Remove the thread-safe ToVariantMapWorkflowContext and refactor toVariantMapWorkflow to pass intermediate data between workflow stages via the WorkflowExecutionContext outputs. Add explicit sequential stages to save the current workspace and then save dock managers, using executionContext->setOutput / takeOutput to transfer the "CurrentWorkspace" map instead of a shared mutex-protected map. Simplifies concurrency, removes the mutex/variant-map helper, and consolidates construction of the DockManagers entry into the workspace map.
Stop embedding the Dataset variant in DataHierarchyItem::toVariantMapScoped to avoid serializing the dataset inline. Remove the noisy per-serializer warning for >=1000 clusters in ClustersSerializer and instead emit a higher-threshold warning (>500,000 clusters) in Clusters::toVariantMapWorkflow before saving raw data, including a human-readable count. This reduces spurious warnings for moderately sized datasets and warns only for extremely large cluster sets that may impact serialization performance.
Migrate synchronous property/dataset serialization to workflow-based plans. PropertiesSerializer::toVariantMap was replaced by toVariantMapWorkflow that returns a UniqueWorkflowPlan and adds a Serialize stage; header updated with docs. DatasetImpl now provides toVariantMapWorkflow (replacing the old toVariantMap and removing the legacy fromVariantMapPre150), composing nested workflow stages for WidgetAction and PropertiesSerializer and assembling the final QVariantMap in a sequential stage. PointData workflow stage lambdas were simplified and explicit GUI thread affinity arguments removed. This change enables asynchronous, composable serialization and requires callers to use the new workflow-based APIs.
Replace ad-hoc VariantMapWorkflowContext usage with explicit nested workflow stages and unify stage naming/handling across ClusterData, Clusters, PointData and Points.

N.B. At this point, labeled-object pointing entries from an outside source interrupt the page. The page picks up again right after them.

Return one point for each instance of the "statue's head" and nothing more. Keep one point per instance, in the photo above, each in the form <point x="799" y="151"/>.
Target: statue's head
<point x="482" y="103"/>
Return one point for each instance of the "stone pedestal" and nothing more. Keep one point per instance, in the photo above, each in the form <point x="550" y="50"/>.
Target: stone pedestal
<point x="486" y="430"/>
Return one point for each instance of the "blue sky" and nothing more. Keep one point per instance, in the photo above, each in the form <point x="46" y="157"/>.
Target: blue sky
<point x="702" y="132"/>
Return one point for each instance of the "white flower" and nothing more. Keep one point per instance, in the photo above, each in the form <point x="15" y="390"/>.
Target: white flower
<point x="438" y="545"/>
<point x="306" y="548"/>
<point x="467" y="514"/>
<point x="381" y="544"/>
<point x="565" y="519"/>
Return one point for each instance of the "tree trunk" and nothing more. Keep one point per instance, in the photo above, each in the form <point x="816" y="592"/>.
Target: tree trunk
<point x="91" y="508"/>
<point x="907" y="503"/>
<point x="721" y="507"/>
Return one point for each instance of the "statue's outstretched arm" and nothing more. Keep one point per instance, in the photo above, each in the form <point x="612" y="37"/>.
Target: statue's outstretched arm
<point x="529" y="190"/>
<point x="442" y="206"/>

- ClusterData: remove manual context; add nested "Save raw data base" and "Serialize clusters" stages; add Preflight warning for very large cluster sets; assemble final output from nested stage outputs in a dedicated "Save data" stage.
- Clusters: remove context and sequential context stages; use nested "Save dataset base" and "Encode raw data" stages and compose the final map by taking outputs from those stages.
- PointData / Points: rename stage handle variables from *Handle to *Stage, replace resultMap with outputMap, use executionContext->takeOutput(...) consistently and insert serialized/raw payloads into the dataset map; streamline saving/encoding flow.

Overall this makes the save/export workflows more modular, consistent, and easier to compose and reason about.
Qualify the WidgetAction call with this-> in Set.cpp to resolve dependent-name lookup / ensure correct member lookup in the lambda. Add Doxygen-style documentation to Set.h for fromVariantMapWorkflow and toVariantMapWorkflow, describing their purpose, parameters, return values, and referencing the Serializable contract and execution semantics.
Convert stage outputs to maps when publishing the project (plugins, actions, events, workspaces) so the resulting variant map contains concrete QVariantMap entries. When writing JSON, wrap the created map under the serialization name so the top-level JSON document is a valid object. Also remove explicit thread-affinity and priority arguments from nested workflow stage creation to rely on default parameters and simplify the API usage.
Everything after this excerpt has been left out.